Muballigh/ah Muhammadiyah harus memiliki wawasan luas dalam arti pemahaman yang tidak sempit dan kaku, mono-reference sehingga senang sekali memonopoli kebenaran, dan anti terhadap berbagai disiplin keilmuan yang dianggap bukan bagian dari tradisi Islam.
Muballigh/ah Muhammadiyah harus memiliki budi pekerti luhur dalam arti tidak cacat moral, berakhlak mulia, dan mampu memberikan keteladanan dalam setiap aspek kehidupan.
Muballigh/ah Muhammadiyah harus memiliki sikap empati dan simpati dalam arti mampu menghidupkan kepekaan nurani sehingga mampu merasakan apa yang orang lain rasakan dan tidak mudah mengolok-olok serta membuli orang lain.
Muballigh/ah Muhammadiyah harus memiliki sikap tawaduk dalam arti rendah hati dan tidak star syndrom. Kecenderungan star syndrom biasanya membuat orang lupa diri sehingga terkesan angkuh dan arogan.
Saya kira, Muhammadiyah telah berupaya merumuskan standar ideal muballigh/ah Muhammadiyah.
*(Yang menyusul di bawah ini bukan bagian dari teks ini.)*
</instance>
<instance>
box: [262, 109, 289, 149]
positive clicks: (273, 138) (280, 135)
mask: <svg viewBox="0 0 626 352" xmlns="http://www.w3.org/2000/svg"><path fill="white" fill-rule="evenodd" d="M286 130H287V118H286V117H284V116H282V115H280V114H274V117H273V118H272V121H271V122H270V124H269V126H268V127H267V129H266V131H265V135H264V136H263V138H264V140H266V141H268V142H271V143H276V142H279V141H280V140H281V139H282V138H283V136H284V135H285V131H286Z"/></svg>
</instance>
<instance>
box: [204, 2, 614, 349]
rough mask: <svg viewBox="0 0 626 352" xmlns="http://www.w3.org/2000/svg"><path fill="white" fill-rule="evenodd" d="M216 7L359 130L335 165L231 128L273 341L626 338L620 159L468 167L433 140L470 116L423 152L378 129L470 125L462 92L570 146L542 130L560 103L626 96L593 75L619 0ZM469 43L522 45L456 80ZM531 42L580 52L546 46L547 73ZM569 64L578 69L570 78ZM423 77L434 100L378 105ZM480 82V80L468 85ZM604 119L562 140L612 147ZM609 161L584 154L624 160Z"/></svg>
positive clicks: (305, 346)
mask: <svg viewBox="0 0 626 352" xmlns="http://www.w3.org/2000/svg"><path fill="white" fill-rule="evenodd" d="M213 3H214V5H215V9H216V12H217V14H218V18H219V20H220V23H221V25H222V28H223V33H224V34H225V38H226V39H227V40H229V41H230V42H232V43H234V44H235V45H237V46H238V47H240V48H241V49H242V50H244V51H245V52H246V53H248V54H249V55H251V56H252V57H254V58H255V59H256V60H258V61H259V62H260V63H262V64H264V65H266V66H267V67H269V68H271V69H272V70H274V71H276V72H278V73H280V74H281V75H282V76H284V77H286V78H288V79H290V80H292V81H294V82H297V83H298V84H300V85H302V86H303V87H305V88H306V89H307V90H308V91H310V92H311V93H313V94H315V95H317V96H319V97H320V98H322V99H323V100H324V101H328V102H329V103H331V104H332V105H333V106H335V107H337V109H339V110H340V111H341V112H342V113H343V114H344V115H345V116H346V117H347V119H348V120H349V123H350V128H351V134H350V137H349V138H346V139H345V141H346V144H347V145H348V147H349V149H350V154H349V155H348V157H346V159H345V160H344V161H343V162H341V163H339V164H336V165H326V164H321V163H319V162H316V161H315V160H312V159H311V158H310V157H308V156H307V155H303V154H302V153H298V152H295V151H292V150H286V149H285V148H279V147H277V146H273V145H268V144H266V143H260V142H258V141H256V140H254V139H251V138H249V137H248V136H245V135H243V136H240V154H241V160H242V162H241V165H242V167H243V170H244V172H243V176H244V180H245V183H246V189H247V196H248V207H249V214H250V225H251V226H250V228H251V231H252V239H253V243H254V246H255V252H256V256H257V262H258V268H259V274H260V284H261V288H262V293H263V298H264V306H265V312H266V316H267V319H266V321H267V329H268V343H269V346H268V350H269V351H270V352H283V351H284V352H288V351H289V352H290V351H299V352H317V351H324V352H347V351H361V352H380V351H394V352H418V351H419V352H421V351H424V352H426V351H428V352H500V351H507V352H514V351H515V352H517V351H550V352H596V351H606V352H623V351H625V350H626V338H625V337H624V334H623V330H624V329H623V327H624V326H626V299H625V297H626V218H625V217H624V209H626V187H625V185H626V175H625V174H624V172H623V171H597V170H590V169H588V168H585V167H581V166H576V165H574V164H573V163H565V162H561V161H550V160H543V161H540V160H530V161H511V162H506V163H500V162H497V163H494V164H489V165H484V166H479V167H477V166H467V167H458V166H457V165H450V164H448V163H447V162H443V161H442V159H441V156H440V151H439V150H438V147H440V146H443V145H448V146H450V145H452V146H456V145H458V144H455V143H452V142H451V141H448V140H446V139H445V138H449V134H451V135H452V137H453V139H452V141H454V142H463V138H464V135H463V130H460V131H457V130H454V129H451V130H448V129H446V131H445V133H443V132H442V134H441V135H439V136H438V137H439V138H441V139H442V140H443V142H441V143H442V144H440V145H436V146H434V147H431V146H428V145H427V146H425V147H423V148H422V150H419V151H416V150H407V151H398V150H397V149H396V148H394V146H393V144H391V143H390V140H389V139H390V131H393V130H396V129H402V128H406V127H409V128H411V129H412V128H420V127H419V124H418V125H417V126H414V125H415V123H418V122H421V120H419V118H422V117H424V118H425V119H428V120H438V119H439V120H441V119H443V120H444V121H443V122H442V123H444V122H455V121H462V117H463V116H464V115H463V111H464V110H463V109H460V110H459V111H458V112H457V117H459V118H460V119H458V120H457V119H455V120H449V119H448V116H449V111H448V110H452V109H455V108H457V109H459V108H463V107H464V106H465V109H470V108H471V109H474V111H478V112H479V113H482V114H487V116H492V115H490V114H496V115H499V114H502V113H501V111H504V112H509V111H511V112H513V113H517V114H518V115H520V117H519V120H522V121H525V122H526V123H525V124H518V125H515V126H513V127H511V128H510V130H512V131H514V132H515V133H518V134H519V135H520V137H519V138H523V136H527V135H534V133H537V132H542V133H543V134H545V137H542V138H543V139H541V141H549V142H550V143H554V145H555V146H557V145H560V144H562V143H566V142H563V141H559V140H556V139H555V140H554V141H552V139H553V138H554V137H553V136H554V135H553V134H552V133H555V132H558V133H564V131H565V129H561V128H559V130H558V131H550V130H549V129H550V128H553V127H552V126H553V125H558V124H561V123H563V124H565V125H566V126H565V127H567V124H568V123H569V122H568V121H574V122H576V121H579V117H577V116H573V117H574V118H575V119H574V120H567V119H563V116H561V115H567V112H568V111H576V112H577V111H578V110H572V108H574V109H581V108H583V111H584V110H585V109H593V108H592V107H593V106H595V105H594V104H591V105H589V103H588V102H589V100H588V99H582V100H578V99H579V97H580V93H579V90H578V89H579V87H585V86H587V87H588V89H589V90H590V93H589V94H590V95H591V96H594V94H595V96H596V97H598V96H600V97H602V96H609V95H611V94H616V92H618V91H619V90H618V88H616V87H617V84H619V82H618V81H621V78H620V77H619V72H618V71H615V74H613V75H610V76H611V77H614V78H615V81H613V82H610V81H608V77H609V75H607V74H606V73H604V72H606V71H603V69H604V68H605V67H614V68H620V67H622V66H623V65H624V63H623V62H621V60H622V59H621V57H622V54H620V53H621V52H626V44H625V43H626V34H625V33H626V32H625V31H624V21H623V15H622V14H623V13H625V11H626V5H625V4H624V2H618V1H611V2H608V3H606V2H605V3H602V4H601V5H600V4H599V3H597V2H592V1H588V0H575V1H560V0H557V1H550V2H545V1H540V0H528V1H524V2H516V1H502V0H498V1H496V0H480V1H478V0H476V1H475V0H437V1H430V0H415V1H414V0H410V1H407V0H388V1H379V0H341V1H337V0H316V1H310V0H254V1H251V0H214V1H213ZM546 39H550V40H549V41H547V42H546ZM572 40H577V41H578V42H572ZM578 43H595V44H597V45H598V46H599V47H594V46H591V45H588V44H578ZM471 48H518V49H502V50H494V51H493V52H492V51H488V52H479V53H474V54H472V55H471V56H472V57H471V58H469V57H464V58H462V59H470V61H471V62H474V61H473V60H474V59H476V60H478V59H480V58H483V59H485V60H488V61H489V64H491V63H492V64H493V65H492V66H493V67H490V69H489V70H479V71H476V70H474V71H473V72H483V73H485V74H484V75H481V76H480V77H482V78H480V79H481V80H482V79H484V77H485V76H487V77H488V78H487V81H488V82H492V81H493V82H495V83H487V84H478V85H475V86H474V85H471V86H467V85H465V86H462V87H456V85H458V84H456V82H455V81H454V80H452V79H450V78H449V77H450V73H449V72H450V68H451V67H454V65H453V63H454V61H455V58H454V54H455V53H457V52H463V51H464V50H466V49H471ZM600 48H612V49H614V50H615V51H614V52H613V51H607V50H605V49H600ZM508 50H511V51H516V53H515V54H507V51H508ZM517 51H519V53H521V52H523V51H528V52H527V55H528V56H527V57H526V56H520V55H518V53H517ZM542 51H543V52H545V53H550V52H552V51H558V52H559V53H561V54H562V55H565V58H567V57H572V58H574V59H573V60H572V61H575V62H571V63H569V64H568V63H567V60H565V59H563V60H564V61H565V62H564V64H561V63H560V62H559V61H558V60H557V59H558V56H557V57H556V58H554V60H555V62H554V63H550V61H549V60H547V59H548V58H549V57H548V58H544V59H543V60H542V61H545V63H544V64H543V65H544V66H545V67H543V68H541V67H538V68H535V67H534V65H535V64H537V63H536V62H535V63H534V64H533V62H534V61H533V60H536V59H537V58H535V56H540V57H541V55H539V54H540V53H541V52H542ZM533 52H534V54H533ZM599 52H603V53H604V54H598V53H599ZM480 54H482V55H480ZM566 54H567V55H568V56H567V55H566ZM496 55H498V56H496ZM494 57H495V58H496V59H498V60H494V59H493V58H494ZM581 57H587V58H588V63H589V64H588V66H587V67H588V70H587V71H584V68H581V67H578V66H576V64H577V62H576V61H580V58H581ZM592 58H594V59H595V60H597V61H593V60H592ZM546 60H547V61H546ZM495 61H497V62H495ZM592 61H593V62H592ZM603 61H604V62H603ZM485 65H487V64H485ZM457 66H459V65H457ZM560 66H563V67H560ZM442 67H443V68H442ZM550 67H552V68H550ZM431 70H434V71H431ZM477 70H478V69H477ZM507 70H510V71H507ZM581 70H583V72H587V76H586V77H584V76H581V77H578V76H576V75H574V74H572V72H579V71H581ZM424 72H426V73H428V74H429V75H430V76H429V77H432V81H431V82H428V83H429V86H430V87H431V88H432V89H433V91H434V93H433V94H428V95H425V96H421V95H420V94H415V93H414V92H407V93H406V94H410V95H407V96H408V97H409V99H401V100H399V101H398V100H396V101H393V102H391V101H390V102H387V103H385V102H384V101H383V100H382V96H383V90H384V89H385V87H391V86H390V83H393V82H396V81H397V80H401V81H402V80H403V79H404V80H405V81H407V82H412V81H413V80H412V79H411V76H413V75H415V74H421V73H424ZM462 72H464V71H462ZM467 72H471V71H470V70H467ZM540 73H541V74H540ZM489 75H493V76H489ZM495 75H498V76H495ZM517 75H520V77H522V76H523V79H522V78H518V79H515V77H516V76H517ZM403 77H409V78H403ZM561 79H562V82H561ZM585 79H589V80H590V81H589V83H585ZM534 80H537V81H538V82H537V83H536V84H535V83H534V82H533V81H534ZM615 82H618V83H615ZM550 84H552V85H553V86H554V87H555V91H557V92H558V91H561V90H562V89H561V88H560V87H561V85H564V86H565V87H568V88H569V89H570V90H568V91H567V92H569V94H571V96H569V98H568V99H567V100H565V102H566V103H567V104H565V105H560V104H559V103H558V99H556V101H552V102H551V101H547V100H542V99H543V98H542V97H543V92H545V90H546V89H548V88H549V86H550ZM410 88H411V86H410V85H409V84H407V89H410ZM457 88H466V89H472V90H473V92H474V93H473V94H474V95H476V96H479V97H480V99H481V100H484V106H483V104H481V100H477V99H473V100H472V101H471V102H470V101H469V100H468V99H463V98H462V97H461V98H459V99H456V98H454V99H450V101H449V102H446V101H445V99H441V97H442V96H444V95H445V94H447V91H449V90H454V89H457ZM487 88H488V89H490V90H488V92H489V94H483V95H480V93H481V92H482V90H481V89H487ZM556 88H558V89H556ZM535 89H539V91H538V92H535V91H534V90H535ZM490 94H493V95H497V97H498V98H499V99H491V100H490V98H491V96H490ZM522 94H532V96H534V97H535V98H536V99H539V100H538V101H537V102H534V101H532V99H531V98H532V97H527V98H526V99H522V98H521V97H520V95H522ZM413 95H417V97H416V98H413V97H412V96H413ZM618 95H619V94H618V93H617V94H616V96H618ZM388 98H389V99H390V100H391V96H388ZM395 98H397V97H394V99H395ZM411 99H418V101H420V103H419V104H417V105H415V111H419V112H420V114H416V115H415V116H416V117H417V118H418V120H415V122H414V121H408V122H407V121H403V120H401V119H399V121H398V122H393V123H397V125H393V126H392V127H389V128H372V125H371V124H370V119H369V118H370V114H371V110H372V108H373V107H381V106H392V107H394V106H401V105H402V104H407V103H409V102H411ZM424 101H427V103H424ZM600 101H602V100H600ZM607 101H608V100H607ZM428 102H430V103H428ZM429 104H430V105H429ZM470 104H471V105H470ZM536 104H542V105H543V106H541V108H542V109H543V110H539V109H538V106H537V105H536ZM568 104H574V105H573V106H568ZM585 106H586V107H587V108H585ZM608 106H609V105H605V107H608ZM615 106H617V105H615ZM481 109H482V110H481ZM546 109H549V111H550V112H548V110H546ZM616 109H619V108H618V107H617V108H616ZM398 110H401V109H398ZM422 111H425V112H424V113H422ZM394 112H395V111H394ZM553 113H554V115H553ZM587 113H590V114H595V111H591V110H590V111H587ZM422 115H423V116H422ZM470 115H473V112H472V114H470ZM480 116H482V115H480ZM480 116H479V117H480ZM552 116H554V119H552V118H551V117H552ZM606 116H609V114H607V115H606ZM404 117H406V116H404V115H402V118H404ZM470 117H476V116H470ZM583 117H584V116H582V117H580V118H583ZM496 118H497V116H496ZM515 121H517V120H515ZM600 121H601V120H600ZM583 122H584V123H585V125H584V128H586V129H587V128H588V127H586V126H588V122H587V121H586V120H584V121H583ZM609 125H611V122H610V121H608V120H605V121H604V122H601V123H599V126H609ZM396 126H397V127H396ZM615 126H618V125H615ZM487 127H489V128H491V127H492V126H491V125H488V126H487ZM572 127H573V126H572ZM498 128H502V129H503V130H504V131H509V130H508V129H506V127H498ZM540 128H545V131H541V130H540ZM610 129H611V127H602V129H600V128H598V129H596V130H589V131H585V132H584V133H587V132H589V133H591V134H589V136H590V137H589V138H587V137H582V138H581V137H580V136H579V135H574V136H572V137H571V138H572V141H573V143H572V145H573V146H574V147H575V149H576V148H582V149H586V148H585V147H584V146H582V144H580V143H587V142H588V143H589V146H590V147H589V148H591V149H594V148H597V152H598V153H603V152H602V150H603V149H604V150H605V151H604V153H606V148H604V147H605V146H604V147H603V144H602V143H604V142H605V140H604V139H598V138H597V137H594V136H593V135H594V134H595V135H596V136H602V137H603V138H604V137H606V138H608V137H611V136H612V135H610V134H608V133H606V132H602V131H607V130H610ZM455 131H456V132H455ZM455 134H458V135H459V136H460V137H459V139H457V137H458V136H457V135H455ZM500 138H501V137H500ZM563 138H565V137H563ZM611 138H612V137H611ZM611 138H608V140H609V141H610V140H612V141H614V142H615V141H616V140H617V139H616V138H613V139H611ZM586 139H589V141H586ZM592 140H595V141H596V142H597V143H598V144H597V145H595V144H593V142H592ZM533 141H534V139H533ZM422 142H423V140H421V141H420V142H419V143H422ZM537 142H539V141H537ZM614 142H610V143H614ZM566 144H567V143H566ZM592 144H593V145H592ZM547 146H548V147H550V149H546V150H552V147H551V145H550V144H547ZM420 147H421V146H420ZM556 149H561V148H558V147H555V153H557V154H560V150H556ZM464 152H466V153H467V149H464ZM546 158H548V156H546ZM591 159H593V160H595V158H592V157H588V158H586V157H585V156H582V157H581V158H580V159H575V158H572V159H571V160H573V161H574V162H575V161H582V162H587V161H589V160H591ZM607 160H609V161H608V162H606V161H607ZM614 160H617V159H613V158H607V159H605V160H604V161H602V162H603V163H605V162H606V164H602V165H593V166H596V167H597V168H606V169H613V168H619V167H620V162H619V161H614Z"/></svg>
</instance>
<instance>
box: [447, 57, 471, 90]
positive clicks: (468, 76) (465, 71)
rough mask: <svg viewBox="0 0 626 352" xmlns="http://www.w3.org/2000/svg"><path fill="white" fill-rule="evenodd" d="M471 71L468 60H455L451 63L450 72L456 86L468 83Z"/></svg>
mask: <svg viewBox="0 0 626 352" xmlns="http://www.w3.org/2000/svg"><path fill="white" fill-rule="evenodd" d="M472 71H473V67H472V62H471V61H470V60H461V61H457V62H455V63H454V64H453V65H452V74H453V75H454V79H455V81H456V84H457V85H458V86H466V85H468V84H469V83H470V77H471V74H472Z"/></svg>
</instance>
Hanya saja, apakah rumusan-rumusan muballigh/ah ideal dalam Muhammadiyah ini telah tersosialisasikan dengan baik sehingga muballigh/ah Muhammadiyah benar-benar mengetahui, memahami, dan menerapkan rumusan-rumusan tersebut dalam berdakwah?
Mengingat realitas, masih ada saja muballigh/ah Muhammadiyah dalam berdakwah tidak sejalan dengan spirit Islam berkemajuan yang hendak dikembangkan oleh Muhammadiyah itu.
Maka, di sinilah Muhammadiyah perlu memperhatikan, membina, dan meningkatkan kompetensi muballigh/ah-nya secara proporsional dan terukur sehingga melahirkan muballigh/ah Muhammadiyah yang benar-benar sesuai standar ideal yang dirumuskan Muhammadiyah.
Hari-hari ini kita banyak menyaksikan para da'i umumnya cenderung memiliki paradigma dakwah yang theosentris terlalu "membela kepentingan Tuhan" sehingga seringkali karena atas nama Tuhan mereka rela mengabaikan aspek kemashlahatan kepentingan umat manusia.
Maka, dari titik inilah saya kira penting bagi para muballigh/ah Muhammadiyah mengusung konsep dakwah yang lebih bercorak antroposentris yang "membela kepentingan kemashlahatan umat manusia". Dengan demikian, dakwah yang kita gelorakan benar-benar dapat dirasakan dampak dan manfaatnya oleh jamaah/ umat manusia umumnya.
Kita berharap, ke depan tidak ada lagi muballigh/ah Muhammadiyah yang bercorak terlalu theosentris, kaku, eksklusif, dan masih terjebak pada perdebatan-perdebatan klasik dan usang, seperti perdebatan Allah di mana, bertempat atau tidak, dan persoalan perbedaan pandangan dan afiliasi mazhab fikih, dan lain-lain.
Jangan habiskan energi kita untuk hal-hal yang kontra produktif. Bahkan, tak jarang, perdebatan-perdebatan itu semua berimplikasi pada pertikaian, perpecahan, dan permusuhan. Tentu, hal ini membuat kita semakin mundur jauh ke belakang, alih-alih berkemajuan.
Warga Muhammadiyah dan Muballigh/ah Muhammadiyah harus lebih arif, kritis, moderat, inklusif, beradab, dan progresif baik dalam menyerap maupun menyampaikan pesan-pesan dakwah Islam berkemajuan.